REIMAGINING INVERTEBRATE PALEONTOLOGY AT THE NATURAL HISTORY MUSEUM OF LOS ANGELES COUNTY: EMBRACING THE FUTURE WHILE CURATING THE PAST
The collection has a legacy of research importance, housing nearly 14,000 type specimens, which are cited in more than 600 scientific publications. Strengths include the Cretaceous and Cenozoic of the eastern Pacific, providing an invaluable resource for systematics and biostratigraphy. However, research usage has declined, in part due to the loss of many university paleontology programs, the end of major geological mapping efforts, and relevance to the petroleum industry. Today we seek to become a hub for education as well as research. To achieve this goal, we have encouraged scientists, avocational paleontologists, students, and educators to use the collections as a setting to collaboratively research, learn, and teach.

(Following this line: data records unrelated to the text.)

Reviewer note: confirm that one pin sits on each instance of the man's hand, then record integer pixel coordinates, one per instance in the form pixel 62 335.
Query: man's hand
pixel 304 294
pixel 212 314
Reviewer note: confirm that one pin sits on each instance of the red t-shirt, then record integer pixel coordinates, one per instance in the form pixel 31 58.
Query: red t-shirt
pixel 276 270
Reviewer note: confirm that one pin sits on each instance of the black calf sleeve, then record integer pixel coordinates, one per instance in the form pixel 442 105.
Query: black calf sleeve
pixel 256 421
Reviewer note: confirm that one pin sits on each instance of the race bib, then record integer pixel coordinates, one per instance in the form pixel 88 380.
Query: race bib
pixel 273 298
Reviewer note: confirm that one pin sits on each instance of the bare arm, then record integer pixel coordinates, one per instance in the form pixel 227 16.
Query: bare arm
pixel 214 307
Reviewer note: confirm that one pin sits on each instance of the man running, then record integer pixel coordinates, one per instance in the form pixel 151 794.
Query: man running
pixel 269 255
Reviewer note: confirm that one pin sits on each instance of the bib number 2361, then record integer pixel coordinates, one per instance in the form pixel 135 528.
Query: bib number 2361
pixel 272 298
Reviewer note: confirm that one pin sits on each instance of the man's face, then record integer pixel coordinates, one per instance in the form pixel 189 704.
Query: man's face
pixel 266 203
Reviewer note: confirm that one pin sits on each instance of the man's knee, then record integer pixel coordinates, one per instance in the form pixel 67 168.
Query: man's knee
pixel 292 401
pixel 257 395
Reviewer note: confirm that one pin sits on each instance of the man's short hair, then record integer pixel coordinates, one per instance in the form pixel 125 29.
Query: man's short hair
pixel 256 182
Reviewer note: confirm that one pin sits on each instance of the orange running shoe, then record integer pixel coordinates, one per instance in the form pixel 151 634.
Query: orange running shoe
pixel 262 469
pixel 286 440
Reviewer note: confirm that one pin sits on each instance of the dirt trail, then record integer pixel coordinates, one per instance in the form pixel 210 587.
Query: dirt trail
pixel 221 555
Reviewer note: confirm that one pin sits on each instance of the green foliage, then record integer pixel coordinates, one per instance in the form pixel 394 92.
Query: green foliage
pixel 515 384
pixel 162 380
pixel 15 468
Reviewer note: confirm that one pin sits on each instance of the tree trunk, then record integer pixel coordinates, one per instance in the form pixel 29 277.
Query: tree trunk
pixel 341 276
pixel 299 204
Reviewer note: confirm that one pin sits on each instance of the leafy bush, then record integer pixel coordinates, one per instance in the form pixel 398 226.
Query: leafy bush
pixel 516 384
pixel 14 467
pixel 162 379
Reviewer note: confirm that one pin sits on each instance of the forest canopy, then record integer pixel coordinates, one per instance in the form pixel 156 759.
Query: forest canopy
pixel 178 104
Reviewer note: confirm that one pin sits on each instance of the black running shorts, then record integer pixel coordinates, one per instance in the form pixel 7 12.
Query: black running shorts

To this end, we have created partnerships with a number of local area universities and community colleges, many of which are minority-serving institutions with limited opportunities for faculty or student involvement with natural history specimens. They have in turn created opportunities for collection-based field trips, lab exercises, capstone research projects, credit-awarding internships, and outreach collaborations. Student interns participate in all aspects of the digitization workflow, and are exposed to museum sciences and outreach activities. Teacher interns develop resources and learning pathways that mutually benefit the museum’s community outreach and provide real-world scientific experiences for local K-12 students. This transformation has created a sustainable environment for curating our historic collections and making them increasingly relevant in the 21st century.